Robin Campillo a tout de même remporté le Grand Prix pour son film coup de poing sur les combats de l’association Act Up à Paris pendant les années Sida.
Dans ce film, il restitue les opérations spectaculaires d’Act Up, des jets de poches de faux sang aux débats pour décider des actions à mener… Mais il montre aussi le sexe, l’amour, les gay prides et les soirées exutoires au son de la house musique, qui donne son titre au film.

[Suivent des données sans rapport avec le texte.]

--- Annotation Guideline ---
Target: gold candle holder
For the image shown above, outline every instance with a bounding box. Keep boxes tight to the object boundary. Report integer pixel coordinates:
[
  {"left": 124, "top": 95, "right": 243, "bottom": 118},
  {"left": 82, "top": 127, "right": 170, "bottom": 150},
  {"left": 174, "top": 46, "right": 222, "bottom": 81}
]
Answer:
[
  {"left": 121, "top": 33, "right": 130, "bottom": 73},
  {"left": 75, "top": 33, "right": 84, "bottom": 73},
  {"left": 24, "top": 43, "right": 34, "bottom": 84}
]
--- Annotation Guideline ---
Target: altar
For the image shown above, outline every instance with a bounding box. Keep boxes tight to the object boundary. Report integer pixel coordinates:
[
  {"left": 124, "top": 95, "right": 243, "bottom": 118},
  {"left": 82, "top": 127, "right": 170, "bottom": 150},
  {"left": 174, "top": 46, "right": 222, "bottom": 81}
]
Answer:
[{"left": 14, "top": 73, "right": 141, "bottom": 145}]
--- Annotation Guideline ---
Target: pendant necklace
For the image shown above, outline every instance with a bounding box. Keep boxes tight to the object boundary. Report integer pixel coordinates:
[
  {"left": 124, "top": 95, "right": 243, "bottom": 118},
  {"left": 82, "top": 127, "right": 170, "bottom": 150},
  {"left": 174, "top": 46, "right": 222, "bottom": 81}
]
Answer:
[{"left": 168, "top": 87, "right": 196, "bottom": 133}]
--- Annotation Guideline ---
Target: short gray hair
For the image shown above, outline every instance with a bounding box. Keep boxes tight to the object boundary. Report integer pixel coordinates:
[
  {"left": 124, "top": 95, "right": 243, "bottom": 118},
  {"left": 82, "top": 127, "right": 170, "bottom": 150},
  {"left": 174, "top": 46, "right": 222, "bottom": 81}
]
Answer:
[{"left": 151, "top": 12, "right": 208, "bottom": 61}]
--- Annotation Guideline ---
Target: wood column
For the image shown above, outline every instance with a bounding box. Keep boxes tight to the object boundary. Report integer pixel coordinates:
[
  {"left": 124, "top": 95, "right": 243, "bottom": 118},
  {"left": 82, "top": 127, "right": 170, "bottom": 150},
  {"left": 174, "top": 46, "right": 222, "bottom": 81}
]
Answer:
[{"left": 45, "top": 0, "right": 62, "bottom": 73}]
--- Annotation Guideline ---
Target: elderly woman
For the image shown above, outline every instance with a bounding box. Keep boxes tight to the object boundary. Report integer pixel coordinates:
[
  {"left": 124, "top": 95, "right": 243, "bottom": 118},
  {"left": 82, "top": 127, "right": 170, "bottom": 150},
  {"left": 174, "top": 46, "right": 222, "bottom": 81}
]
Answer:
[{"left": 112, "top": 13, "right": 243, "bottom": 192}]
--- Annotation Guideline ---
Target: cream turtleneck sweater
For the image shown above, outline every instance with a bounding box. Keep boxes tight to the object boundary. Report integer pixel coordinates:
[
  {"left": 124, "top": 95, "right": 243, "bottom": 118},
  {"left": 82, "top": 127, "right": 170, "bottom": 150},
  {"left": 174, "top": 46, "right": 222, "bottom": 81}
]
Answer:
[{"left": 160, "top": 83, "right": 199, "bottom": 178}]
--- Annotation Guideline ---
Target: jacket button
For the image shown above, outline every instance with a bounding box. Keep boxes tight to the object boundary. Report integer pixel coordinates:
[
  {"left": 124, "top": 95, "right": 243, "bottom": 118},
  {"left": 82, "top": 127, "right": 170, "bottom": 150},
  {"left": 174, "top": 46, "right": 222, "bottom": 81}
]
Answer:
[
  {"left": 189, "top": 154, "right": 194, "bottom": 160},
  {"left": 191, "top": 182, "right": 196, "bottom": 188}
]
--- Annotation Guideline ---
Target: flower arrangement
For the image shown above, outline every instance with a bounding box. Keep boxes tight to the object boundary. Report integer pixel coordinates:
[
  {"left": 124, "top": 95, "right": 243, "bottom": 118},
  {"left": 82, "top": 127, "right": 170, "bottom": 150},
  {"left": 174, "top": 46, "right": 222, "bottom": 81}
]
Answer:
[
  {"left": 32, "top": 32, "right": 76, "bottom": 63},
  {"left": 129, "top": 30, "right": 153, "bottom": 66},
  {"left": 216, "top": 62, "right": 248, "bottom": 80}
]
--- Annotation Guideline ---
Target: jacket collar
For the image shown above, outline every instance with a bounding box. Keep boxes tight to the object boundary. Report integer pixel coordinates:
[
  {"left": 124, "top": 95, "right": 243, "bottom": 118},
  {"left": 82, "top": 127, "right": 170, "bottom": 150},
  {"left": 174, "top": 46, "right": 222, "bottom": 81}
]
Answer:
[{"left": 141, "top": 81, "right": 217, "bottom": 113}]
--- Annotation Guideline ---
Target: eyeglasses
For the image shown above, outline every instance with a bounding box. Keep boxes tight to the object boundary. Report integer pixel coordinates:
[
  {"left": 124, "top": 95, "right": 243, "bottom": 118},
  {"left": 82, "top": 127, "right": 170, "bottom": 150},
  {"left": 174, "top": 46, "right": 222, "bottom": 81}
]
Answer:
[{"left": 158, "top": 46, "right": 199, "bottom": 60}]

Autre surprise: alors que son film avait été accueilli tièdement, la réalisatrice américaine Sofia Coppola a remporté le Prix de la mise en scène pour « Les Proies », son remake du film éponyme de Don Siegel (1971), qui raconte l’irruption d’un soldat blessé (Colin Farrell) dans un pensionnat de jeunes filles dirigé par Nicole Kidman dans l’Amérique de la guerre de Sécession.
Dans son sillage, trois autres femmes se sont invitées dans le palmarès, une grande première.
Reine de Cannes cette année avec deux films en compétition, Nicole Kidman a reçu un Prix spécial pour le 70e anniversaire du Festival.
L’Allemande Diane Kruger a remporté le Prix d’interprétation féminine pour sa performance dans « In The Fade » du Germano-Turc Fatih Akin. Elle y incarne Katja, une femme allemande qui décide de se venger de terroristes néonazis qui ont tué dans un attentat son mari, un ancien trafiquant de drogue d’origine turque, et son fils de six ans.
– Netflix bredouille –
Lynne Ramsay, réalisatrice britannique du drame psychologique « You Were Never Really Here », a elle partagé le Prix du scénario avec le Grec Yorgos Lanthimos auteur de « La mise à mort du cerf sacré ».
Pour sa performance époustouflante dans « You Were Never Really Here », l’acteur Américain Joaquin Phoenix décroche le Prix d’interprétation masculine. A 42 ans, il est consacré pour sa partition tout en intensité dans le rôle d’un vétéran de l’Irak, traumatisé, mutique et ultra-violent, qui doit exfiltrer une adolescente d’un réseau de prostitution.
« C’est un prix tout à fait inattendu. J’ai renvoyé mes souliers vernis », a déclaré un Joaquin Phoenix visiblement surpris, chaussé de baskets en toile sur la scène. « Je reste sans voix. »
Enfin, « Faute d’amour » d’Andreï Zviaguintsev a obtenu le Prix du Jury, pour son histoire sur la disparition d’un enfant qui ne supporte plus les disputes de ses parents qui se battent pour ne pas le garder.
Dans ce film âpre, le cinéaste, déjà récompensé du Prix du jury en 2011 pour « Elena » et du scénario en 2014 pour « Léviathan », dépeint une société russe individualiste et déshumanisée.
A noter parmi les grands perdants la plateforme Netflix, pour la première fois en lice pour la Palme avec deux films, et dont la présence avait créé la polémique puisque ces deux oeuvres ne sortiront pas dans les salles françaises.